Preparing for surgery
With Shakiara on board and approval underway, the team began to plan for Cameron’s surgery.
“The goal was to minimize the footprint of the device,” says Constantine D. Mavroudis, MD, MSc, MTR, an attending cardiothoracic surgeon. “It wasn’t until I held the device in my hand that I realized what I could really do with it. I was happy to take the challenge.”
A larger pacemaker would require a longer incision and create a greater opportunity for wound complications, such as infections. The size of the IPG enabled Dr. Mavroudis to take a minimally invasive approach with only a 2.5 cm incision (less than one inch) — as opposed to the standard 9 cm (3.5 inches) — and keep Cameron’s sternum fully intact.
Says Shakiara: “Cameron’s surgical site is beautiful.
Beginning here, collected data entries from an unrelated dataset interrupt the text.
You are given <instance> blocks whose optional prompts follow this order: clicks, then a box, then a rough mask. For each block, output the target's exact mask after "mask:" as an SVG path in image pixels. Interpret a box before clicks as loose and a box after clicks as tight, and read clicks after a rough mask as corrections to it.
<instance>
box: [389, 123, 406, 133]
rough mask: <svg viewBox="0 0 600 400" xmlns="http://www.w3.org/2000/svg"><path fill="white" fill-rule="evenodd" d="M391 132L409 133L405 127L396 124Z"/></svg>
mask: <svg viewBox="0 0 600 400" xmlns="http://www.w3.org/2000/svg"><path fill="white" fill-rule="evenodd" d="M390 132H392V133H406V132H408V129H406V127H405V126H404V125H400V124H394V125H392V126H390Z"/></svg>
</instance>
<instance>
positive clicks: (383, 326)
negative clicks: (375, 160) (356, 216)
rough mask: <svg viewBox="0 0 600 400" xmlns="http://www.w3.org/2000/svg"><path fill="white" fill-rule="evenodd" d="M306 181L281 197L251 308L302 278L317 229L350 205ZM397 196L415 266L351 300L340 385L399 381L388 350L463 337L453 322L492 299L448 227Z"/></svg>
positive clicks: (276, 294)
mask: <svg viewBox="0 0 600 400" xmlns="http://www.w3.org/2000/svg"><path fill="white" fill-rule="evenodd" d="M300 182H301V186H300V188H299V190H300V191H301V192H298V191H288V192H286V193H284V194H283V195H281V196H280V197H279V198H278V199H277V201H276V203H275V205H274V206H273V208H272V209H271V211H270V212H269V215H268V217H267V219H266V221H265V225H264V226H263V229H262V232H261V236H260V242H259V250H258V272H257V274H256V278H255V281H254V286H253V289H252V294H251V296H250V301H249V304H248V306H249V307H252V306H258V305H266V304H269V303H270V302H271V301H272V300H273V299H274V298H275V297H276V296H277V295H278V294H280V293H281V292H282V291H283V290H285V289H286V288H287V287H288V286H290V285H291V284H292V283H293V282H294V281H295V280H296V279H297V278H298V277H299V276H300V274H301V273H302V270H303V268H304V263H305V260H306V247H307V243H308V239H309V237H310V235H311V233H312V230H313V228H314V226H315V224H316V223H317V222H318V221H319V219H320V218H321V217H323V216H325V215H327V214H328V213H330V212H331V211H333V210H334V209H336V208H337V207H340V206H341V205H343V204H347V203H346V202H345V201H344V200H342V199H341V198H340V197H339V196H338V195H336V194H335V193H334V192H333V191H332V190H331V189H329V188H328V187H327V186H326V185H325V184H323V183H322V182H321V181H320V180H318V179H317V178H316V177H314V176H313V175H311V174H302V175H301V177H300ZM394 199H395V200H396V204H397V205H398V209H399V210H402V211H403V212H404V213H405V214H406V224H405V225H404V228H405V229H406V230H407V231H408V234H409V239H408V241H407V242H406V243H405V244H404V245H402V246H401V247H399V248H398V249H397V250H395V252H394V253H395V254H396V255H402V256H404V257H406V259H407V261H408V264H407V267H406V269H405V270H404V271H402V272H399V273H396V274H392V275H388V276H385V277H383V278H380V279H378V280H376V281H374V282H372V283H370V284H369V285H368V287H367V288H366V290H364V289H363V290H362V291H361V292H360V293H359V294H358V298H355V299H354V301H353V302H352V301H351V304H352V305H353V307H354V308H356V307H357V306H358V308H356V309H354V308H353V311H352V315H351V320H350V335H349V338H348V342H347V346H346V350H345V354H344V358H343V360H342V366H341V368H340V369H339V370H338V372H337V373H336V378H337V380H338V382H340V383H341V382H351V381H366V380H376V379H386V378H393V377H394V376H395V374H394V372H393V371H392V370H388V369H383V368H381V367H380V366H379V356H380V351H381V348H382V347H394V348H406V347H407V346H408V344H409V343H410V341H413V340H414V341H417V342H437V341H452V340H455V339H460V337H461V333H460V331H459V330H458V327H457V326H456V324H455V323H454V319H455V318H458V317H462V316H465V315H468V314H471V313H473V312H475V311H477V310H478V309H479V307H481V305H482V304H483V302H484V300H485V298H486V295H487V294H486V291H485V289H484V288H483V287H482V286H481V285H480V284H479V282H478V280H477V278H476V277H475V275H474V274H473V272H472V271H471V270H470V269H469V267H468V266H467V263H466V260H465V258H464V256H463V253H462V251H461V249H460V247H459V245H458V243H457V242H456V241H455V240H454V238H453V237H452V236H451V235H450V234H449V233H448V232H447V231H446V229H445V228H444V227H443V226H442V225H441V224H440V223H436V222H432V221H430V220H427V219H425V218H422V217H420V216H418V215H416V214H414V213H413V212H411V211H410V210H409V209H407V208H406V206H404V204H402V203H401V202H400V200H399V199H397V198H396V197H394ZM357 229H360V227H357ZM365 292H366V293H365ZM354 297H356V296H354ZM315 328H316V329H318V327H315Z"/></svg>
When you think about how small his body is, the fact that his scar isn’t noticeable is amazing.”
The road to home
After surgery, Cameron remained in the NICU where the nurses, who don’t typically care for preemies with pacemakers, received special training about how pacemakers work and what to expect.
“From the get-go, the [electrophysiology] team was here educating me and answering all my questions,” says Shakiara.
Once Cameron is discharged home, the pacemaker will — through a home transmitter — automatically transmit data to Cameron’s care team, enabling them to monitor how well the device is working. He will likely need another pacemaker in 5-7 years.
In the meantime, Cameron has also received a g-tube for feeding and his care team continues to focus on lowering his respiratory rate so that his breathing can be managed at home.
“Now that the pacemaker is implanted,” says Shakiara, “we’re working our way home.”